Question

A gun of mass M fires a bullet of mass m with a horizontal speed V. The gun is fitted with a concave mirror of focal length f facing towards the receding bullet. Find the speed of separation of the bullet and the image just after the gun was fired.

Answer 1

Given,
The focal length of the concave mirror is f and M is the mass of the gun. Horizontal speed of the bullet is V.

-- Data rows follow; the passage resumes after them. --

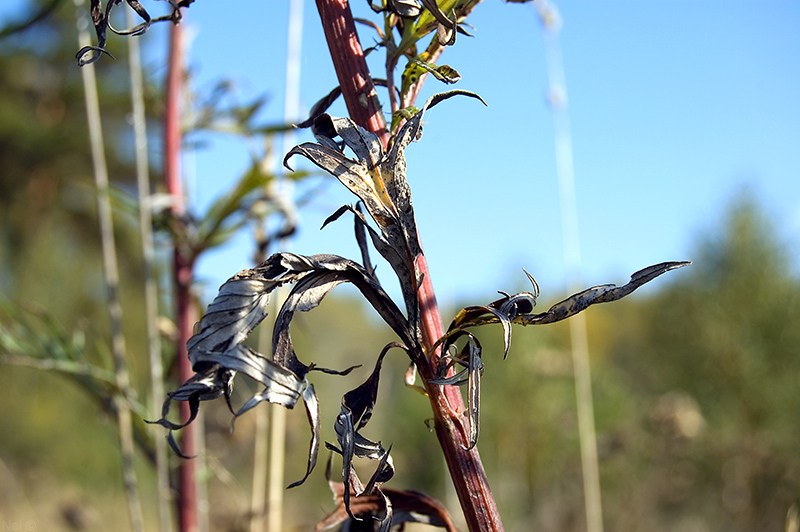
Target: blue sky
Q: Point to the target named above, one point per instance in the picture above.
(676, 107)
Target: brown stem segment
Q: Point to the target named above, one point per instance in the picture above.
(466, 469)
(355, 80)
(185, 318)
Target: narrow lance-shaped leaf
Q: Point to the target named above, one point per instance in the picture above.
(519, 309)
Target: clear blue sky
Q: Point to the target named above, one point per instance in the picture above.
(675, 107)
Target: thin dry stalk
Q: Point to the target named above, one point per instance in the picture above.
(150, 285)
(186, 314)
(111, 274)
(569, 216)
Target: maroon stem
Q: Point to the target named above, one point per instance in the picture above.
(355, 81)
(183, 266)
(466, 469)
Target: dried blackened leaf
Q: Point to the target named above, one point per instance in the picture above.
(361, 400)
(408, 506)
(598, 294)
(319, 274)
(312, 410)
(379, 181)
(517, 309)
(469, 357)
(101, 20)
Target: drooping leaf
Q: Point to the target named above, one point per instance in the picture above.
(408, 506)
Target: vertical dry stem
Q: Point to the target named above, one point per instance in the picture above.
(466, 469)
(150, 287)
(111, 273)
(183, 268)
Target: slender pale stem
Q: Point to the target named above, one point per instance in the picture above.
(150, 285)
(569, 219)
(111, 273)
(466, 469)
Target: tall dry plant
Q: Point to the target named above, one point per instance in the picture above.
(376, 174)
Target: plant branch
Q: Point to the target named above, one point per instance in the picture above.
(183, 271)
(348, 58)
(465, 467)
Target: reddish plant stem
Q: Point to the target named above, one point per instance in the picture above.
(355, 81)
(183, 269)
(466, 469)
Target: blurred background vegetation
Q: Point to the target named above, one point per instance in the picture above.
(697, 381)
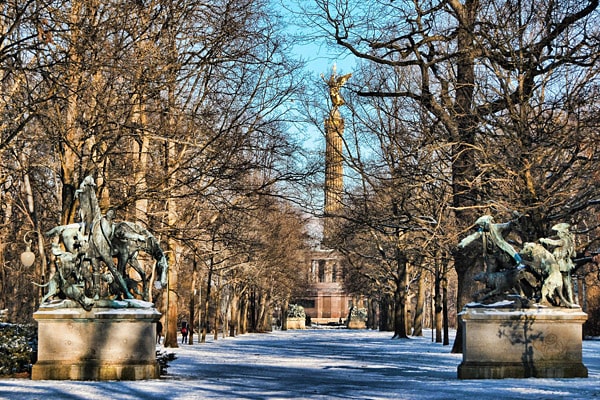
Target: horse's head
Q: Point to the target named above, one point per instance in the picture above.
(88, 182)
(162, 268)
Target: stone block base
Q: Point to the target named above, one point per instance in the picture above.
(102, 344)
(296, 323)
(524, 343)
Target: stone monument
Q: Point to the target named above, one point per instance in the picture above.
(90, 326)
(524, 323)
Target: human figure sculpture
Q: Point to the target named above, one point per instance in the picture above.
(533, 273)
(84, 254)
(497, 252)
(335, 83)
(563, 252)
(545, 264)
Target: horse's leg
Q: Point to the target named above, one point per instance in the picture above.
(138, 268)
(119, 278)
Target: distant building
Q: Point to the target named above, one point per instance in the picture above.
(325, 300)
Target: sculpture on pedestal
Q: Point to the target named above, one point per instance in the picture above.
(524, 323)
(533, 274)
(85, 251)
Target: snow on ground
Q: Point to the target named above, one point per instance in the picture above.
(316, 364)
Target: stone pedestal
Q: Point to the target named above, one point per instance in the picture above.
(105, 343)
(522, 343)
(296, 323)
(357, 324)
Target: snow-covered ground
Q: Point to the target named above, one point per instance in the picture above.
(316, 364)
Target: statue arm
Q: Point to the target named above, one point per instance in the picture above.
(469, 239)
(551, 242)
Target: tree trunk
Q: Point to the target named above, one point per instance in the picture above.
(205, 316)
(420, 306)
(284, 311)
(445, 303)
(400, 295)
(437, 303)
(171, 299)
(192, 307)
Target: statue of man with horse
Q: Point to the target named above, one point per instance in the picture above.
(95, 242)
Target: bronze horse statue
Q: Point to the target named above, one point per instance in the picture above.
(98, 229)
(128, 239)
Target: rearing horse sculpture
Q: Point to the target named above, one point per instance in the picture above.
(128, 239)
(99, 230)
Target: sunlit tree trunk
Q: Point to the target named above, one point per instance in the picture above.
(420, 306)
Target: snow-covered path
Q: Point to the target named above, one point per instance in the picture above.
(316, 364)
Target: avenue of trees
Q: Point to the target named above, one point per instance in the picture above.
(459, 109)
(178, 110)
(183, 113)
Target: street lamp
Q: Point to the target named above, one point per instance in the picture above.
(28, 256)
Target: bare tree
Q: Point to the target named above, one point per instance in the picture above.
(474, 65)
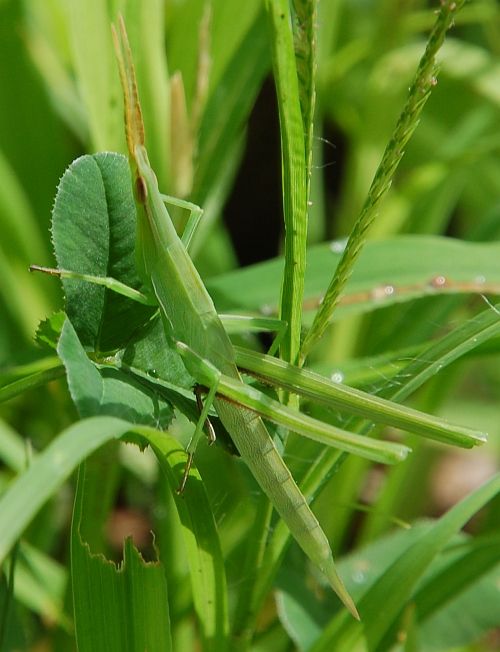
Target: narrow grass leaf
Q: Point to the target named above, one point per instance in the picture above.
(226, 112)
(389, 271)
(116, 608)
(202, 544)
(47, 472)
(408, 121)
(304, 38)
(40, 584)
(339, 396)
(382, 605)
(95, 68)
(294, 175)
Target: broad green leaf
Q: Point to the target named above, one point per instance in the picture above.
(121, 607)
(40, 583)
(93, 231)
(106, 390)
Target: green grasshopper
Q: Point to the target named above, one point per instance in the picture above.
(193, 326)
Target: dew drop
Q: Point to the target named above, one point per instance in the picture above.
(266, 310)
(359, 577)
(382, 292)
(338, 246)
(438, 282)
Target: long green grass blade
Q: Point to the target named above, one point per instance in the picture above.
(254, 399)
(293, 156)
(389, 271)
(342, 397)
(408, 121)
(116, 607)
(48, 471)
(395, 586)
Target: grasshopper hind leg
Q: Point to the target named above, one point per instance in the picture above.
(203, 423)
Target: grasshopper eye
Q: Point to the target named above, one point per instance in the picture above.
(141, 190)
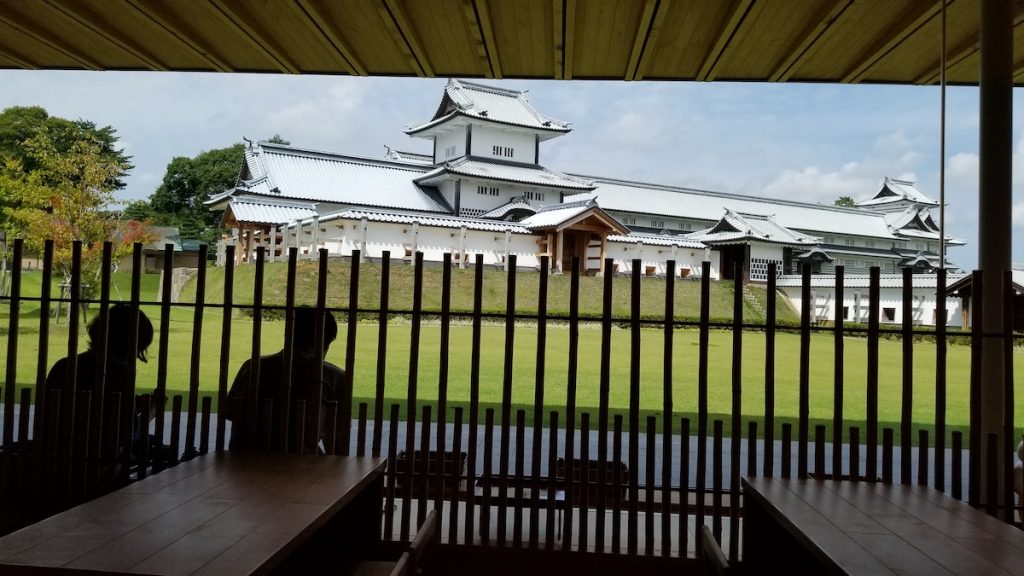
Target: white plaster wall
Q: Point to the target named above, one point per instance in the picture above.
(473, 200)
(768, 251)
(824, 305)
(689, 259)
(453, 137)
(484, 137)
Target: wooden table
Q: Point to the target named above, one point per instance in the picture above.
(218, 515)
(837, 527)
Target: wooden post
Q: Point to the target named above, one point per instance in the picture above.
(558, 251)
(272, 231)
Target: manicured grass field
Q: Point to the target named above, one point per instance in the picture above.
(524, 359)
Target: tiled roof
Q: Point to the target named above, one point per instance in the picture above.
(697, 204)
(426, 219)
(519, 173)
(410, 157)
(735, 227)
(322, 176)
(862, 281)
(656, 240)
(556, 213)
(517, 203)
(269, 211)
(898, 191)
(487, 103)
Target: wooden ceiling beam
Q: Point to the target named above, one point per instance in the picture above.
(489, 43)
(404, 35)
(87, 19)
(177, 31)
(43, 37)
(646, 35)
(469, 10)
(255, 38)
(820, 28)
(563, 24)
(918, 16)
(965, 50)
(322, 25)
(18, 59)
(710, 68)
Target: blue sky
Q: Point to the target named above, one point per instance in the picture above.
(803, 141)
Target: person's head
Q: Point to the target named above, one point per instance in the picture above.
(118, 340)
(305, 328)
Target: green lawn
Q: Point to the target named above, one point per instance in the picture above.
(685, 357)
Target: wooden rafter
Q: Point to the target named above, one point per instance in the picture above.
(48, 39)
(558, 38)
(489, 43)
(404, 34)
(473, 26)
(710, 67)
(256, 38)
(643, 38)
(18, 59)
(80, 14)
(318, 22)
(958, 54)
(916, 17)
(564, 25)
(817, 32)
(181, 34)
(965, 50)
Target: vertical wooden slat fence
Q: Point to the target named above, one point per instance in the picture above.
(629, 485)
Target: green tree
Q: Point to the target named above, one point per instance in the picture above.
(187, 183)
(66, 198)
(18, 124)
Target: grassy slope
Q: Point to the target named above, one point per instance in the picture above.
(523, 361)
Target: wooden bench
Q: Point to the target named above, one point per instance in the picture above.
(409, 563)
(714, 559)
(835, 527)
(218, 513)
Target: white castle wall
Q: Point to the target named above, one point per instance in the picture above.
(824, 305)
(485, 137)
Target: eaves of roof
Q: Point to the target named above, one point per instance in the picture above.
(413, 130)
(531, 174)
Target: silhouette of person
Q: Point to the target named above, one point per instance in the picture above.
(117, 370)
(1019, 478)
(303, 388)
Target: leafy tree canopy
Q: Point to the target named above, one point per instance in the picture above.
(18, 124)
(187, 183)
(66, 198)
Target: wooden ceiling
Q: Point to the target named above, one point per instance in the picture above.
(849, 41)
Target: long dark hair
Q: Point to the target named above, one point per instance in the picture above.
(119, 321)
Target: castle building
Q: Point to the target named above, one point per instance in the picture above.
(483, 190)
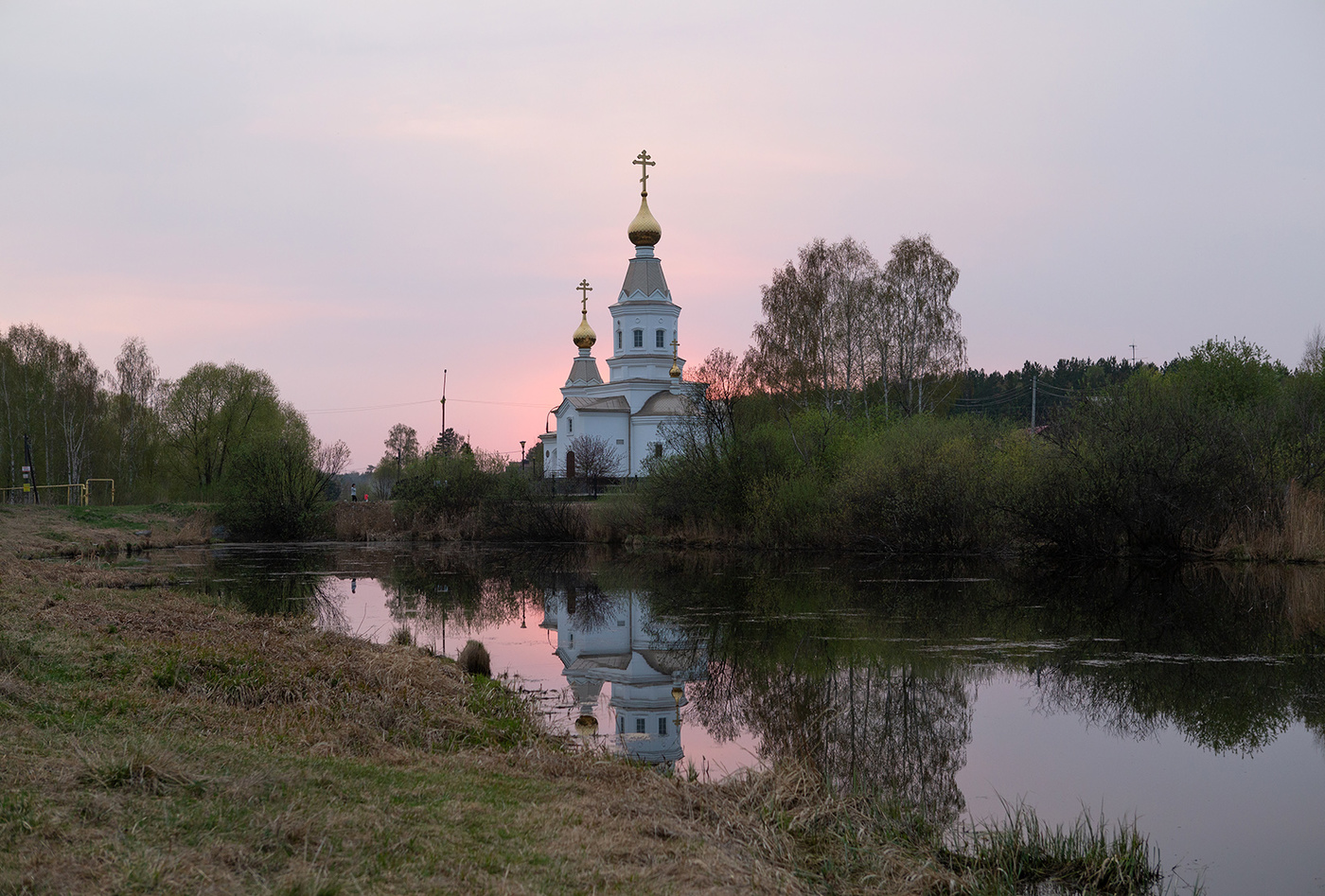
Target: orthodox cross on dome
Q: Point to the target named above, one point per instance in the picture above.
(645, 162)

Let the recoil speed of the gun be V_g
Using the conservation of linear momentum we can write,
MV_g = mV
$\Rightarrow V_{\mathrm{g}}=\frac{m}{M}V$
Considering the position of gun and bullet at time t = t,
For the mirror, object distance, u = − (Vt + V_gt)
Focal length, f = − f
Image distance, v = ?
Using Mirror formula, we have:

$$\begin{gathered} \frac{1}{v}+\frac{1}{u}=\frac{1}{f} \\ \Rightarrow \frac{1}{v}=\frac{1}{-f}-\frac{1}{u} \\ \Rightarrow \frac{1}{v}=-\frac{1}{f}+\frac{1}{(Vt+V_{\mathrm{g}}t)} \\ \Rightarrow \frac{1}{v}=\frac{-(Vt+V_{\mathrm{g}}t)+f}{(Vt+V_{\mathrm{g}}t)f} \\ \Rightarrow v=\frac{-(V+V_{\mathrm{g}})tf}{f-(V+V_{\mathrm{g}})t} \end{gathered}$$

The separation between image of the bullet and bullet at time t is given by:

$$\begin{gathered} v-u=\frac{-(V+V_{\mathrm{g}})tf}{f-(V+Vg)t}+(V+V_{\mathrm{g}})t \\ =(V+V_{\mathrm{g}})t\left[\frac{f}{f-(V+V_{\mathrm{g}})t}+1\right] \\ =2\left(1+\frac{m}{M}\right)Vt \end{gathered}$$

Differentiating the above equation with respect to 't' we get,
$\frac{d(v-u)}{dt}=2\left(1+\frac{m}{M}\right)V$
Therefore, the speed of separation of the bullet and image just after the gun was fired is $2\left(1+\frac{m}{M}\right)V$.